The Enlightenment: An Interpretation
- Author: Peter Gay
- Language: English
- Subject: Modernism
- Publisher: Knopf
- Publication date: 1966–1969
- Publication place: United States
- Media type: Print (Hardcover and Paperback)
- Award: 1967 National Book Award for Nonfiction
- ISBN: 978-0393313024

= The Enlightenment: An Interpretation =

Two-volume work by Peter Gay

The Enlightenment: An Interpretation is an influential two-volume history of the Age of Enlightenment by Peter Gay, published between 1966 and 1969. The first volume, subtitled "The Rise of Modern Paganism," won the National Book Award in 1967. The second volume, subtitled “The Science of Freedom," was published in 1969.

== Summary ==
The first volume, "The Rise of Modern Paganism," focuses on foundations of Enlightenment thought, covering the influence of Greek philosophers, pagan belief, and Christian theology. The second volume, "The Science of Freedom," describes how this system was applied to various spheres, particularly the social sciences, including political economy, history, and sociology.

Gay presents the Enlightenment as the unified work of a small group of men, "the little flock," who share a critical method and knew and admired one another's work.
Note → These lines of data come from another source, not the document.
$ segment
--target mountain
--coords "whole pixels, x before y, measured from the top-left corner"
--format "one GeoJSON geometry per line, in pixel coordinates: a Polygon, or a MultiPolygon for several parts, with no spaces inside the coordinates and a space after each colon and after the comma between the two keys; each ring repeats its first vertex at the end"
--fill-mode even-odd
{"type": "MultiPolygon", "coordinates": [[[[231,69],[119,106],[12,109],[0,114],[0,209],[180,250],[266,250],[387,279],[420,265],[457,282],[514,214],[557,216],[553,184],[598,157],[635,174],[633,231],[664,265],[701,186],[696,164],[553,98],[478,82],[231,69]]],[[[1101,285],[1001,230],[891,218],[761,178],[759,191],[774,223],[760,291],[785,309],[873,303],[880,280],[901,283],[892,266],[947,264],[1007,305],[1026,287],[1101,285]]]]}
These thinkers are dominated by French figures, including Montesquieu, Voltaire, Denis Diderot, Jean le Rond d'Alembert, Anne Robert Jacques Turgot, and the Marquis de Condorcet. Gay also refers to Britons John Locke and David Hume, the Genevan Jean-Jacques Rousseau, the German Immanuel Kant, and the American Benjamin Franklin. Gay emphasizes the empirical attitudes of these thinkers and praises their liberal attitudes.

== Reception ==

The Enlightenment: An Interpretation has been praised for its breadth of scholarship and readable style, and is seen as rehabilitating the reputation of Enlightenment thinkers, particularly Scottish philosopher David Hume. Margaret Jacob, a professor of history at UCLA, described it as "canonical" and "the last great work to provide a synthetic account of the philosophes and their world."

In the early part of the 20th century, historians like Carl Becker had criticized the work of the philosophes as perpetuating the dogmatic attitude of the Middle Ages. These thinkers, wrote Becker in The Heavenly City of the Eighteenth-Century Philosophers, only replaced the sureties of Christian faith with their own hyper-rationalist Utopia. Writing in The New York Times, George L. Mosse describes The Enlightenment: An Interpretation as a "watershed in 18th-century historiography" which sought to undo these charges. By meeting Enlightenment thinkers "on their own ground," says Mosse, Gay presents them as a "group of intellectuals who believed that man's unfettered use of his critical mind would lead all mankind into a better future." The historian Nicholas Hudson of the University of British Columbia describes the work as "a barely disguised defense of an optimistic secular liberalism opposed both to pessimism about Western civilization and [...] rising conservatism." James A. Leith wrote that Gay glossed over aspects of Enlightenment philosophers that undermine his argument about their liberal attitudes, including anti-semitism and a willingness to suppress religious freedoms.